Было бы странно второй раз за день отмолчаться при упоминании, пусть всуе, Острова, слава которого докатилась, вижу, и сюда. Тем более если это Борис Павлович сообщил Никите по старой дружбе, а сам узнал известно откуда вряд ли с переименованием его alma mater вовсе перестала функционировать.
— Там, говорят, цела-невредима наша Янтарная комната, — подпустил я, на всякий случай сославшись на всякие слухи — будто не сам ее видел собственными глазами всего два месяца назад.
— Или ее копия! Что без разницы! — свел на нет мое сообщение Никита. А у нас здесь весь Кенигсберг перерыли в поисках бункера, куда ее немцы от русских запрятали. Смехота, да и только!
— Темная история, — осторожно сказал я, но все же счел необходимым поделиться кой-какими сведениями: — Все, кто хоть как-то был связан с Янтарной комнатой, странным образом исчезали из жизни. Сталинские делишки, похоже. В дополнение к оригиналу были сделаны еще две реплики: одна — точная, а другая несколько иная по цветовым соотношениям, почему Сталин и забраковал. Хотя она вроде превосходила оригинал художественно.
— А я что говорю! Не легче ли еще одну сварганить, чем рыть носом землю? Нет, согласись, идея копирайта противоположна идее совершенства. Ту же литературу возьми. Если набело переписать „Войну и мир“, „Братьев Карамазовых“, да хоть любой роман Диккенса, — можно создать шедевры, а так это гениальные подмалевки в неудачном исполнении. Возьми того же Толстого: путаные и нудные рассуждения о роли личности в истории, карикатурный образ Наполеона, искусственно пристегнутый эпилог с плодоносящей Наташей, да мало ли! По сути, все это великие неудачи, потому что человеку не дано воплотить собственный замысел. „Спешу поздравить с неудачей: она блистательный успех…“ — не помню, кого поздравлял Тютчев. А помнишь, что Фолкнер писал про „Шум и ярость“, лучший у него роман? „Это мое самое прекрасное, самое блистательное поражение“. Между прочим, Фолкнера переписывал и сокращал его собственный литагент. Нет, одному человеку не по силам. Нужны коллективные усилия. Художественная артель, члены которой лишены индивидуального тщеславия. Если хочешь знать, тщеславие — это альтруизм: забота о неведомых тебе читателях, зрителях, слушателях. А Рембрандт спасибо бы сказал, увидев мою „Данаю“.
Похоже было на заигранную пластинку: апологетика сальеризма. Все тот же чудило — будто расстались с ним вчера. Даже очки в тонкой золотой оправе вроде те же. Менее всего походил на художника: вид педанта, хоть и с безуминкой, которую годы так и не вытравили из него.

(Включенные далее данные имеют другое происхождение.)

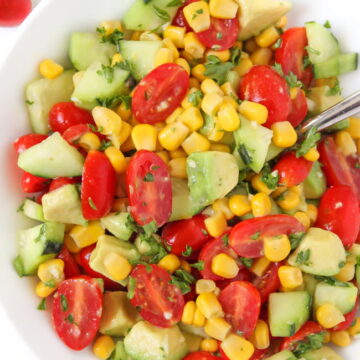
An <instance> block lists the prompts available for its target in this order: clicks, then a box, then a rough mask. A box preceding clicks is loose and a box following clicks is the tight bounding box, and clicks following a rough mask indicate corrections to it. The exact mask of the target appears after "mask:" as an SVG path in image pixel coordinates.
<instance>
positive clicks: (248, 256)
mask: <svg viewBox="0 0 360 360" xmlns="http://www.w3.org/2000/svg"><path fill="white" fill-rule="evenodd" d="M303 231H305V227H304V225H302V224H301V223H300V222H299V221H298V220H297V219H295V218H294V217H293V216H289V215H281V214H279V215H268V216H262V217H258V218H253V219H248V220H244V221H241V222H239V223H238V224H237V225H235V226H234V227H233V228H232V230H231V232H230V237H229V239H230V241H229V244H230V246H231V247H232V249H233V250H234V251H235V252H236V253H237V254H238V255H239V256H242V257H247V258H258V257H260V256H262V255H263V238H264V237H265V236H277V235H283V234H285V235H290V234H292V233H297V232H303Z"/></svg>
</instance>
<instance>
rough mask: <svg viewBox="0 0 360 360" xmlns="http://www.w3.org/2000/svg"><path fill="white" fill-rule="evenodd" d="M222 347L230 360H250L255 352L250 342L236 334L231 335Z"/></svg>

— Анекдот о Рембрандте знаешь? — вспомнил я. — Разговор на аукционе: „А вы гарантируете, что Рембрандт настоящий“. — „Гарантия на три года“. — И, не дав ему опомниться, спросил: — Почему не явился на перфоманс лже-„Данаи“?
— Потому и не явился, — сказал Никита, и я не понял, шутит или всерьез.
— Осунулся, — сказал я, приглядываясь к нему.
— Еще бы! Вынуждены экономить на еде, удлиняемся, одежда болтается как на вешалке, зато оригинально, в образе. Но в зеркало тошно смотреть: да я ли это? Мордогляд. Ничего, кроме отвращения. А иногда и боязно: взглянешь, а там никого. У нас даже национальный тип изменился — пузатые бабы как вымерли. Зато ты, Глеб, вижу, цветешь. — Это прозвучало как обвинение. — Витамины небось жрешь круглый год! Время тебя не берет.
— Не жил — вот и не изменился, — сказал я в оправдание. — Какая в эмиграции жизнь? Эмиграция — род консервов.
— А у нас как на войне: год за три. Не поверишь: цены гораздо выше, чем в Европе, заработки невообразимо крошечные. Скверная пломба в зуб стоит моей эрмитажной зарплаты, выпадает через месяц. Бьемся в заботах, как рыба в неводе.
— Зато капитализм, демократия… — вякнул было я.
— Какой, к черту, капитализм! Номенклатурная олигархия — вот кто загребает! Проще говоря — захват всей собственности и всей казны бывшими коммуняками и отцами черного рынка. Мы живем при настоящей войне, но у нас железная психика и крутой иммунитет к ненавистным властям, ненавидящим население. То из танков палят в самом центре Москвы, то бомбят собственный город.